Here you can search on the whole email address but also on the domain or just the suffix without using wildcards, which should be fast and scale well.

If you do not want to break out parts into separate fields in the source document you may also be able to achieve this through multi fields using different analysers.

{

"mappings": {

"properties": {
  "active": {
    "type": "long"
  },
  "activebool": {
    "type": "boolean"
  },
  "address_id": {
    "type": "long"
  },
  "create_date": {
    "type": "date"
  },
  "customer_id": {
    "type": "long"
  },
  "email": {
    "type": "text",
    
    "fields": {
      "keyword": {
        "type": "keyword",
        "ignore_above": 256
      }
    }
  },
  "first_name": {
    "type": "text",
    "fields": {
      "keyword": {
        "type": "keyword",
        "ignore_above": 256
      }
    }
  },
  "last_name": {
    "type": "text",
    "fields": {
      "keyword": {
        "type": "keyword",
        "ignore_above": 256
      }
    }
  },
  "last_update": {
    "type": "text",
    "fields": {
      "keyword": {
        "type": "keyword",
        "ignore_above": 256
      }
    }
  },
  "store_id": {
    "type": "long"
  }
}

}

}

These are my mappings

POST /uep/_search
{
"query": {
"bool": {
"must": [
{
"wildcard": {
"email": "smith"
}
},
{
"wildcard": {
"email": "*.org"
}
}
]
}
}
}

This is my query that returns the data very accurately and that I want the data to be exactly the same as the data it returns

{
"took": 5,
"timed_out": false,
"_shards": {
"total": 1,
"successful": 1,
"skipped": 0,
"failed": 0
},
"hits": {
"total": {
"value": 2,
"relation": "eq"
},
"max_score": 2,
"hits": [
{
"_index": "uep",
"_id": "ha0j8ZEBH-KoI_5wv58R",
"_score": 2,
"_source": {
"customer_id": 1,
"store_id": 1,
"first_name": "Mary",
"last_name": "Smith",
"email": "mary.smith@sakilacustomer.org",
"address_id": 5,
"activebool": true,
"create_date": "2006-02-14",
"last_update": "2013-05-26 14:49:45.738",
"active": 1
}
},
{
"_index": "uep",
"_id": "bq0j8ZEBH-KoI_5wy6Iv",
"_score": 2,
"_source": {
"customer_id": 1,
"store_id": 1,
"first_name": "Mary",
"last_name": "Smith",
"email": "mary.smith@sakilacustomer.org",
"address_id": 5,
"activebool": true,
"create_date": "2006-02-14",
"last_update": "2013-05-26 14:49:45.738",
"active": 1
}
}
]
}
}

These results are returned by the query

In order to achieve what you want I believe you will need to change your mappings and get away from the slow wildcard queries. I would recommend setting up a small test index with the mappings David suggested and load this with a small subset of your data. You can then test and iterate on mappings and queries until you find something that works for you.

Conclusion
I want a way to do this and repeat the exact same data shown above

We have told you what to do but you do not seem to listen. I do not have time for this type of pointless back-and-fourth without any progress so wish you good luck.
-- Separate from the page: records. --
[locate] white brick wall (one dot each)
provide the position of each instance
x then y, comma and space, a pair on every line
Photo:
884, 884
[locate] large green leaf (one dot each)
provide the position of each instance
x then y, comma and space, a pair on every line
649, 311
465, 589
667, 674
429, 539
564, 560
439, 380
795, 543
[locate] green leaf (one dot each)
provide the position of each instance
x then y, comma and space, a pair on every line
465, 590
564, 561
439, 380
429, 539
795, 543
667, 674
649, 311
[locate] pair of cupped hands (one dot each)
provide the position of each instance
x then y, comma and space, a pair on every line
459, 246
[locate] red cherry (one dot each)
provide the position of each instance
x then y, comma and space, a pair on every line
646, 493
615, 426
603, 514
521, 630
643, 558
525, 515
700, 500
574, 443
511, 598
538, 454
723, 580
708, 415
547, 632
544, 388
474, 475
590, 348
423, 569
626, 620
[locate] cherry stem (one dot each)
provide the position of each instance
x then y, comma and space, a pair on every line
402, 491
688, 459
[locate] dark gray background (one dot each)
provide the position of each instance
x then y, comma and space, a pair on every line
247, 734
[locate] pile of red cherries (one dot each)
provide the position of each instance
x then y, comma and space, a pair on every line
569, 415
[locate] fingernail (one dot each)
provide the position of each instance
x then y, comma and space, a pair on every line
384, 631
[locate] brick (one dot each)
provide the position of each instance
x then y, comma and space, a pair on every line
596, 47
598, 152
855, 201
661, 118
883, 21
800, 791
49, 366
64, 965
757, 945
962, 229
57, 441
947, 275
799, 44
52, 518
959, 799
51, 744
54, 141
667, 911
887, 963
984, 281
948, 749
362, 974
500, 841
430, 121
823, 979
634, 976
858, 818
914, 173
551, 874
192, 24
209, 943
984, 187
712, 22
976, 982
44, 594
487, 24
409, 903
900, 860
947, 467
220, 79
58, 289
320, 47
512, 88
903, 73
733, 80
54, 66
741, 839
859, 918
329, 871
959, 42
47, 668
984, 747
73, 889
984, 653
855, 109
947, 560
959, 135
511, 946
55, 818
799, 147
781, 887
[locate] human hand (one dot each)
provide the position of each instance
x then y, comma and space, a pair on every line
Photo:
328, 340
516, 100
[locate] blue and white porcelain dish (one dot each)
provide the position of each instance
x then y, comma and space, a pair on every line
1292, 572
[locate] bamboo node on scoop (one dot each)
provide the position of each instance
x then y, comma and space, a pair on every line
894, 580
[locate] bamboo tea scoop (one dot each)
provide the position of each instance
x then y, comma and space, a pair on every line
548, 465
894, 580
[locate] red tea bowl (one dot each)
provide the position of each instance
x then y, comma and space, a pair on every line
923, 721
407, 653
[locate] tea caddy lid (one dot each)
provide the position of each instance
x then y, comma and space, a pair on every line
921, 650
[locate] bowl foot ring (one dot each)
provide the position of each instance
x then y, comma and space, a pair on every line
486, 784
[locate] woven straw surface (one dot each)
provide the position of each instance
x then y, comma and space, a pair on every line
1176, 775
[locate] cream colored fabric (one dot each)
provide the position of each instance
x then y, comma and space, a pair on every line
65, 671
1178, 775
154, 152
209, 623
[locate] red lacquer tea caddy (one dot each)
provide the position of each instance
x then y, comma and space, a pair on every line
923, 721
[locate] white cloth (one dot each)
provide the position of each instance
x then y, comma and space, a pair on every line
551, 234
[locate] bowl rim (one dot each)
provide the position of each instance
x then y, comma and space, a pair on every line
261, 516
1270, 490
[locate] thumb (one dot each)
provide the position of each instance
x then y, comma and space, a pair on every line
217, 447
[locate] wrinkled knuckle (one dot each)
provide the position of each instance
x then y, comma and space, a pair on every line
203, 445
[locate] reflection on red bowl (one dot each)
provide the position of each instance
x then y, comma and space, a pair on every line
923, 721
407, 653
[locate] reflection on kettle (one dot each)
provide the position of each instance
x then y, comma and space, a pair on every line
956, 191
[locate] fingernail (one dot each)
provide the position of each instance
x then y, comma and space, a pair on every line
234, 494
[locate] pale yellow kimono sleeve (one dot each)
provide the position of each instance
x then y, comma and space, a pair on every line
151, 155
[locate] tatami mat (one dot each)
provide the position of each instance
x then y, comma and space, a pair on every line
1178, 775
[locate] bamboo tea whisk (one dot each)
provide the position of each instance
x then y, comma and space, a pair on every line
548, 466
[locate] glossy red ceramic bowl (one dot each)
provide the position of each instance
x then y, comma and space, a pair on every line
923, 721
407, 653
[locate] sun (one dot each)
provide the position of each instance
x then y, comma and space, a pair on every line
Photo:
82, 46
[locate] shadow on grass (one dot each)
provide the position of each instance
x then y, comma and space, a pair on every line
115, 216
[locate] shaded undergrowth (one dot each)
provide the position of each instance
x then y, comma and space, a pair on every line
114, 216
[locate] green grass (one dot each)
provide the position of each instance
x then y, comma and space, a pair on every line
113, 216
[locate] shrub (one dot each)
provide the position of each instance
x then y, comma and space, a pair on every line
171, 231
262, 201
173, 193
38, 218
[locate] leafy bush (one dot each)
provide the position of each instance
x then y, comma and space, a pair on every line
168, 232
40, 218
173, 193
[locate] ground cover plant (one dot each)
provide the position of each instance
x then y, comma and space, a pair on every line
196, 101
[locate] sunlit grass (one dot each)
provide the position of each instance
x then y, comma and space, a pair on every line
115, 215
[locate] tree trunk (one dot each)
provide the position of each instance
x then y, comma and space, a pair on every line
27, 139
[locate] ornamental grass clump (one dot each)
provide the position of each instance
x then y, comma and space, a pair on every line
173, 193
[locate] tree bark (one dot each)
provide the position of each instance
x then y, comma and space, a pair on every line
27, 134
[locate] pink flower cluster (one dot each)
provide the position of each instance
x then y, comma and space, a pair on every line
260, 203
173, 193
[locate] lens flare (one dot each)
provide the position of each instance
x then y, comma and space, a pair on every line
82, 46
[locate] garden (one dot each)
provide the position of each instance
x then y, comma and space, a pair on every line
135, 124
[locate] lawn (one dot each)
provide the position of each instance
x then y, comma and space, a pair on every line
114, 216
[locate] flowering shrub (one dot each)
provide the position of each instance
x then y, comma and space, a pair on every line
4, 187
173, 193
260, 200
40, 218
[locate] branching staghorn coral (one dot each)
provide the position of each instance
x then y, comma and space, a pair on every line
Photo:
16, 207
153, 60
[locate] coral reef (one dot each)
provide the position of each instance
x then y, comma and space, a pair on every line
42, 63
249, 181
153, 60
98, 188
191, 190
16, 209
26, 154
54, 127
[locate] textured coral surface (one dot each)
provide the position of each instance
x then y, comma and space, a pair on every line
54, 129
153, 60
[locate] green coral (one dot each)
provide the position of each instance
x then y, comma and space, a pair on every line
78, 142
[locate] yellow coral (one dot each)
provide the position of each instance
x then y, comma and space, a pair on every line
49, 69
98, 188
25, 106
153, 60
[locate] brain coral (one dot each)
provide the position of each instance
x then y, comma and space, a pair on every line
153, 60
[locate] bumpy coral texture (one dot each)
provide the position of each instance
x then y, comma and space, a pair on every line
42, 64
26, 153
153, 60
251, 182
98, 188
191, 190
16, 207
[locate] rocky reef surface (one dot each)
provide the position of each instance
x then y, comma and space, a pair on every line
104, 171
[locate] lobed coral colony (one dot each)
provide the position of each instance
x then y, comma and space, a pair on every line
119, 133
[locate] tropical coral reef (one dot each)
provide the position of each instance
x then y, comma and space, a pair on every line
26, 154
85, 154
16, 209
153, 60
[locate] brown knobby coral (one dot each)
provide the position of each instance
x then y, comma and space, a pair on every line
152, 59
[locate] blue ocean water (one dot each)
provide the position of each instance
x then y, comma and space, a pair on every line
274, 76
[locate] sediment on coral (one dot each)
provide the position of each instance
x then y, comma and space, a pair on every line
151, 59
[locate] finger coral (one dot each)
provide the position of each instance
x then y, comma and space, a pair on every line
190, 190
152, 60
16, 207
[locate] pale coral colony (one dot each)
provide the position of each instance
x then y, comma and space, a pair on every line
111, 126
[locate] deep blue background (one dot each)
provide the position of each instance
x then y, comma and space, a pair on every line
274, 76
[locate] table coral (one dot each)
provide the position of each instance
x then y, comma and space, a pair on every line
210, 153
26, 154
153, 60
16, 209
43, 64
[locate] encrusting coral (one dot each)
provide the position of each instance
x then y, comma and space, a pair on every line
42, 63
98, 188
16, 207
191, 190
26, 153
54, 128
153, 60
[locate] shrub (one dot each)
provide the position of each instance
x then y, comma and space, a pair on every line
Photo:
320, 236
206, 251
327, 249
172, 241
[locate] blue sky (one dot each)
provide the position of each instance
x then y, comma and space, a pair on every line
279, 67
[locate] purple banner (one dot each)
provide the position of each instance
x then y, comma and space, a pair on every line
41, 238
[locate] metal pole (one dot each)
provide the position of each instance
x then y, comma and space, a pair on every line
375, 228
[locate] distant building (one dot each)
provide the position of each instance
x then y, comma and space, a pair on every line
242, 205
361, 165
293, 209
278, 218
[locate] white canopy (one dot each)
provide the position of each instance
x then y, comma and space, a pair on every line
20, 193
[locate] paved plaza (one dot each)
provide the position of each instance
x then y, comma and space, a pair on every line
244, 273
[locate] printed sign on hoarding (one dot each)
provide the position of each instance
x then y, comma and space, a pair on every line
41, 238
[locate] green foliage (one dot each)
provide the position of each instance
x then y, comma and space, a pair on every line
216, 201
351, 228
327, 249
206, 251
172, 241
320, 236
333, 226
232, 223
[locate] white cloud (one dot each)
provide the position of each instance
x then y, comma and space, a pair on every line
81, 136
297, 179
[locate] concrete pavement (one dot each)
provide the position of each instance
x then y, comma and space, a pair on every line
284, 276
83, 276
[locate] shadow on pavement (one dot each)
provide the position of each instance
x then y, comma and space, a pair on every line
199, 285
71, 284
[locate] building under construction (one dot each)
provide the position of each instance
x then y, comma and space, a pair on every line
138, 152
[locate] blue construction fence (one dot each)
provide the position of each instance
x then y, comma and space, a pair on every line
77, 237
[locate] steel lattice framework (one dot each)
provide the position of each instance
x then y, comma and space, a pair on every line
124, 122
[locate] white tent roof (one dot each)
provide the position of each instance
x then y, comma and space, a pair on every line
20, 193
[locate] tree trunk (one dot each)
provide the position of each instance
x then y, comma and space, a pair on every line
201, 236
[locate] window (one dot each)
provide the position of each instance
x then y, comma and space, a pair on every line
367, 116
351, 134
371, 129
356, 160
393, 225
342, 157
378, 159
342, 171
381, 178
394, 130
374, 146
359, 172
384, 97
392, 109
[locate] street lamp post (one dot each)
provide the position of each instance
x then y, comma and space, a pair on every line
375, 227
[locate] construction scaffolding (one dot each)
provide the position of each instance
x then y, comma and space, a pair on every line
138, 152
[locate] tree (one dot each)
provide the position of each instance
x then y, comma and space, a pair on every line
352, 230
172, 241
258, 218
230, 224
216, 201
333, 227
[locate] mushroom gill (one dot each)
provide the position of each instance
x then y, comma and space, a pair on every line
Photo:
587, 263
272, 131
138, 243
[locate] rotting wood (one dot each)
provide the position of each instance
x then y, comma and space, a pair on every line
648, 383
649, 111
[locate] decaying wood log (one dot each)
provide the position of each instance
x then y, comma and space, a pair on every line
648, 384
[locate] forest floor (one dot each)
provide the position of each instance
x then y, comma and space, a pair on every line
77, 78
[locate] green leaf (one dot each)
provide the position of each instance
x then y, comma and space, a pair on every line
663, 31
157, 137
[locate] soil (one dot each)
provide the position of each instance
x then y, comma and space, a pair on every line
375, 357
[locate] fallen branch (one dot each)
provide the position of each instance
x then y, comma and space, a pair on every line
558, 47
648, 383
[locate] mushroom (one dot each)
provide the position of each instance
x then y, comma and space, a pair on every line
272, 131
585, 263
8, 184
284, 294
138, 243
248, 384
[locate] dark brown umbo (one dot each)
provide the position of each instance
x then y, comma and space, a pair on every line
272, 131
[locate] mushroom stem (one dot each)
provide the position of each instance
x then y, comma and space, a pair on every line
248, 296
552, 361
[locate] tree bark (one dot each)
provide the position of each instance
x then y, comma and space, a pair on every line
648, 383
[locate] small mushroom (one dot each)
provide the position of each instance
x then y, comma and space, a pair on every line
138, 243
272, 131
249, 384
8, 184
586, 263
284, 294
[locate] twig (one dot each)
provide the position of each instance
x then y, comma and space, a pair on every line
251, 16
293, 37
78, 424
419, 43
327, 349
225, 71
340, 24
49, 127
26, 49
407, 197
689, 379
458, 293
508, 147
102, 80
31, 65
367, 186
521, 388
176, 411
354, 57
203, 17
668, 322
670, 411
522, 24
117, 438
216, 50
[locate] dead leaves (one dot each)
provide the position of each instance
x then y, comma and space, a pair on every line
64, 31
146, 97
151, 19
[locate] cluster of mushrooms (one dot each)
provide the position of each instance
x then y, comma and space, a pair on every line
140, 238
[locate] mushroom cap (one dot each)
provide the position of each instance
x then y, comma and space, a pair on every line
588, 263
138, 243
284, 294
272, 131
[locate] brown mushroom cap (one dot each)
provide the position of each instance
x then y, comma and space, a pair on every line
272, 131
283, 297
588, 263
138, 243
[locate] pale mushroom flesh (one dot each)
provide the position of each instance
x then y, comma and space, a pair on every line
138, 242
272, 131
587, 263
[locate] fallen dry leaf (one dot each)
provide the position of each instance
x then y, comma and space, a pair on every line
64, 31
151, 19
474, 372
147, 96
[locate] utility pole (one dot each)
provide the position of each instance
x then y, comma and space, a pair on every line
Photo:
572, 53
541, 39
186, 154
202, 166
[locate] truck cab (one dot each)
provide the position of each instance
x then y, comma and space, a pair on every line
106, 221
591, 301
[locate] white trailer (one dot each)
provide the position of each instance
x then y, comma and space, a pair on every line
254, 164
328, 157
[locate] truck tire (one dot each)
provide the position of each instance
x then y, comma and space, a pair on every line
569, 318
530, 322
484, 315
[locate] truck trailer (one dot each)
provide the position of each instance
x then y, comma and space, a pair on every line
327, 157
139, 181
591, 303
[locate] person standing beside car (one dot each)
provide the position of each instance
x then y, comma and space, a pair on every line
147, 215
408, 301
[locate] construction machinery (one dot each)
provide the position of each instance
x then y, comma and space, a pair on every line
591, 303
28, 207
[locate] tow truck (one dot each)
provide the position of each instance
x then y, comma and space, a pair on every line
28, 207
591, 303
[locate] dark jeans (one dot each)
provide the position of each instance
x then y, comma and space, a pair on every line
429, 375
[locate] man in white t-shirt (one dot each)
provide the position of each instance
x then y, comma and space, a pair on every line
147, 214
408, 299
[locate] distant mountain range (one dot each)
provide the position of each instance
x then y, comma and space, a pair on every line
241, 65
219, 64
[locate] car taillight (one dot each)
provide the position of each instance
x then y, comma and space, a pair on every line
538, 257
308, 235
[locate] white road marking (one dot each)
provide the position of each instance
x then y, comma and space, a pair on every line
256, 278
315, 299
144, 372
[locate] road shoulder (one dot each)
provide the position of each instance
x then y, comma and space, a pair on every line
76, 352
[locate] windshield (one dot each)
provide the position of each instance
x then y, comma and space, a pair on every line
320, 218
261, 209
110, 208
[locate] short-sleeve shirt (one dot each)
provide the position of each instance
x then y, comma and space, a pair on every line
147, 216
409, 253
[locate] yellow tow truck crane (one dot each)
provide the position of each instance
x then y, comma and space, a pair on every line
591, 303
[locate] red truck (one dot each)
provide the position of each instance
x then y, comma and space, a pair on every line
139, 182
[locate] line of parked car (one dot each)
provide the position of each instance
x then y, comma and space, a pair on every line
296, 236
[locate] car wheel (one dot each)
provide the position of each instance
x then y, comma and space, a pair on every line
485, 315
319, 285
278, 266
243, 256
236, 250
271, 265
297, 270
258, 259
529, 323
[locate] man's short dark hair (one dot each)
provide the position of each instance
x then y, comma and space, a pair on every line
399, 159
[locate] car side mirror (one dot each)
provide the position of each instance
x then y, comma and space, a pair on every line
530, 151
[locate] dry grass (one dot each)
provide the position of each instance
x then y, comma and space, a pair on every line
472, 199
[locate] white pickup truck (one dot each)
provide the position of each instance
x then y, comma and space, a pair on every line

If you insist on using wildcard queries, changing your mappings to include the wildcard field type would make this faster, even though it likely will be slower than the other approaches described.

Sorry about that.
I have done everything you suggested and I highly appreciate your efforts with me

Look, that's what I suggested, friend.
PUT /test
{
"settings": {
"analysis": {
"analyzer": {
"my_analyzer": {
"tokenizer": "my_tokenizer"
}
},
"tokenizer": {
"my_tokenizer": {
"type": "simple_pattern_split",
"pattern": "[.@]"
}
}
}
},
"mappings": {
"properties": {
"email": {
"type": "text",
"analyzer": "my_analyzer"
}
}
}
}

POST /test/_doc
{
"email": "mary.ssmith@sakilacustomergg.org"
}

And I made a query like this

GET /test/_search
{
"query": {
"match": {
"email": "*org"
}
}
}

And these are the outputs
{
"took": 0,
"timed_out": false,
"_shards": {
"total": 1,
"successful": 1,
"skipped": 0,
"failed": 0
},
"hits": {
"total": {
"value": 0,
"relation": "eq"
},
"max_score": null,
"hits":
}
}

Note that it does not return anything and if you delete * it will return the values when you can stand the word anywhere in the email and I do not want it to do that I want the word to be at the end of the email only if not at the end of the email do not repeat it

I think if I'm going to use it, there's no way out of it.